Aufzug aus der Enge
Stadthallenfoyer bald großzügiger

Der skeptische Blick von Zacharias Rebl und Alois Zehrer (vorne, von rechts) täuscht. Sie waren höchst angetan, als ihnen Bürgermeister Rupert Troppmann (links) erklärte, dass die alte Garderobe im Stadthallen-Foyer verschwindet. Bild: phs

Schon bald nach dem Bau der Stadthalle war niemand mehr so recht glücklich mit dem engen Foyer. Ein Anbau war zu teuer. Doch nun zeichnet sich eine praktikable und günstige Lösung ab.

Vor etwa zwei Jahren erschraken die Stadträte, als ihnen Architekt Georg Binner eröffnet hatte, dass eine Erweiterung des Vorraums etwa eine halbe Million Euro verschlingen würde. Damit war das Thema schnell erledigt.

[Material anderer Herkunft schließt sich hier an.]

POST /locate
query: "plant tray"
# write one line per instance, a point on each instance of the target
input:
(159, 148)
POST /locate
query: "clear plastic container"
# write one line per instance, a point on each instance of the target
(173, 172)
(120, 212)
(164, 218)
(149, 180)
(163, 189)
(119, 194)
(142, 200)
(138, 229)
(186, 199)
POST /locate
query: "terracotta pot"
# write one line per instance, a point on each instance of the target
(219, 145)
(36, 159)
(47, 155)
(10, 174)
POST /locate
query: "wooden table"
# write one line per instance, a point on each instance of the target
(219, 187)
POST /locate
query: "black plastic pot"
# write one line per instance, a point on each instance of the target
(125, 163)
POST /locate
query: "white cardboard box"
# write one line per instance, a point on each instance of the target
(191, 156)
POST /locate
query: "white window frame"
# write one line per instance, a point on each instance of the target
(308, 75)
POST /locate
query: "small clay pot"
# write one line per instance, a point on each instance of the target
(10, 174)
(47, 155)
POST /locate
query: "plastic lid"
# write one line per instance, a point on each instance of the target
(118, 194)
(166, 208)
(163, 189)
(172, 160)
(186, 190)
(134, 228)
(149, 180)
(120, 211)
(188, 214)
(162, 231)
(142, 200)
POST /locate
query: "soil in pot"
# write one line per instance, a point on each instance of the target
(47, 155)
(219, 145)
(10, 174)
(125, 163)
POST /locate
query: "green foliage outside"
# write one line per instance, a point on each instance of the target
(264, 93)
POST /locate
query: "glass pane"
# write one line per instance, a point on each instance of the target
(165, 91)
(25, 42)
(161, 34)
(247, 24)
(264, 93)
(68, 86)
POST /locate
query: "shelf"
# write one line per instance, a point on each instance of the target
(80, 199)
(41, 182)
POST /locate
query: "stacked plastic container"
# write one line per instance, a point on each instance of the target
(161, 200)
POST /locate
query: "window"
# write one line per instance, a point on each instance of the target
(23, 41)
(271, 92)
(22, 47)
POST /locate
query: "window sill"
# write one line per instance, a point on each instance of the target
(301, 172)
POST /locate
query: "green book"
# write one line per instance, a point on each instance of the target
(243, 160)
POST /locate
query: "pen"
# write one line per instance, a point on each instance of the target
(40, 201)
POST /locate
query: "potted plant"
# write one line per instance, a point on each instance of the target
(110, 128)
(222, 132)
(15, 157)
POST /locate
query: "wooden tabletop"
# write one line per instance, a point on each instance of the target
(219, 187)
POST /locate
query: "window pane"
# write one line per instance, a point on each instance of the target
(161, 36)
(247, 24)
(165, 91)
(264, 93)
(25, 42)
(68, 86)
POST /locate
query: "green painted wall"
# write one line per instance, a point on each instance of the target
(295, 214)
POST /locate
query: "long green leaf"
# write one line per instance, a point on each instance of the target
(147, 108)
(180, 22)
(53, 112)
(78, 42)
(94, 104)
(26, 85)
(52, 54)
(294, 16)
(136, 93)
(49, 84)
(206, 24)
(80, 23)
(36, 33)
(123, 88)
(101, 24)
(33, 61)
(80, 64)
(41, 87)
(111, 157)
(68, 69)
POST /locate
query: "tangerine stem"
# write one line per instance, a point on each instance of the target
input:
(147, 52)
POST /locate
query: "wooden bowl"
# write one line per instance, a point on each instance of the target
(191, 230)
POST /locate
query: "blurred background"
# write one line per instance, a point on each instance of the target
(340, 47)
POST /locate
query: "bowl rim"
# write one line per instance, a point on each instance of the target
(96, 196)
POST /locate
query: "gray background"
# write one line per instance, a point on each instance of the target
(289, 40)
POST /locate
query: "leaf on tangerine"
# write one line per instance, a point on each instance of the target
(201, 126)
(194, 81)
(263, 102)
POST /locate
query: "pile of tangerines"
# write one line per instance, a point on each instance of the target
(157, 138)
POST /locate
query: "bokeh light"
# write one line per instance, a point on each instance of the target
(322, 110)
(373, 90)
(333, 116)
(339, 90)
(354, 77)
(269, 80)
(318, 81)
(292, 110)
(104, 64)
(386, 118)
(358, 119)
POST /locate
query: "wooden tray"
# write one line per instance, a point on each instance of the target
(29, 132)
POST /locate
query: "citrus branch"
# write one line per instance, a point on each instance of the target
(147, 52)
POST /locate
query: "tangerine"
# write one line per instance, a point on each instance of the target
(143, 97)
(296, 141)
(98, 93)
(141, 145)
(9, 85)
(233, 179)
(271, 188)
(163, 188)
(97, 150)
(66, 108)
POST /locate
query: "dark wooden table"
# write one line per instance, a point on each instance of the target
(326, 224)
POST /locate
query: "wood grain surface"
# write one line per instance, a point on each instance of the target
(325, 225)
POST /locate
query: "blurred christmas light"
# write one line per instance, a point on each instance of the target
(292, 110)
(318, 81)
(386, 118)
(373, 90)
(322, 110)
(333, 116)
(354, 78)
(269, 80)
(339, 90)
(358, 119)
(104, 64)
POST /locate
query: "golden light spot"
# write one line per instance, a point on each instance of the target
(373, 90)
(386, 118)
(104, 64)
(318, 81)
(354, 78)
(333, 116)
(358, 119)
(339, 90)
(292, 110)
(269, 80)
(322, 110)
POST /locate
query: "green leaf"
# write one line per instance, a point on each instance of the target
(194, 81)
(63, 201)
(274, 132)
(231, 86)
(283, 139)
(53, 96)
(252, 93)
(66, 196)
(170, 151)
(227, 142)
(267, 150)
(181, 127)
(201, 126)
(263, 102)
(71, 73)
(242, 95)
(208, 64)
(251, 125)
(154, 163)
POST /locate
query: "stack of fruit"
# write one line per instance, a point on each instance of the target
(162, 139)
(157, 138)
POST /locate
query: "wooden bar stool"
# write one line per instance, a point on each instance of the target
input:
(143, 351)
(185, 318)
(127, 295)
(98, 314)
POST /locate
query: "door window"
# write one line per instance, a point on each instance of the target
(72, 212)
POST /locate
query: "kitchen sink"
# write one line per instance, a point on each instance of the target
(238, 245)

Doch vielleicht schon am Samstag, wenn "Drei Männer nur mit Gitarre", die Bühne entern, könnte sich das Foyer mit einem offeneren Gesicht präsentieren. Das Gedränge zwischen Ausschank auf der einen und Garderobe auf der anderen Seite, soll bald ein Ende haben.

Davon überzeugte sich der Bauausschuss beim Ortstermin am Dienstagnachmittag. Der Clou ist ein Lastenaufzug, den die Stadt auf der Seite der jetzigen Garderobe eingebaut hat. Er transportiert Tische, Stühle, Pulte und Technik für Veranstaltungen in den Keller.

Dadurch wird der Ausschank, der in der veranstaltungsfreien Zahl als Stuhllager diente, frei. Dort soll die neue Garderobe hin. Im vorderen Bereich dieses Schankraums bleibt die Theke. Während eines Konzerts oder eines Kabaretts kommt sich dabei niemand in die Quere. Peter Sillers Gastro-Team schenkt aus und ist wieder weg, sobald Besucher nach der Vorstellung zu ihren Mänteln eilen.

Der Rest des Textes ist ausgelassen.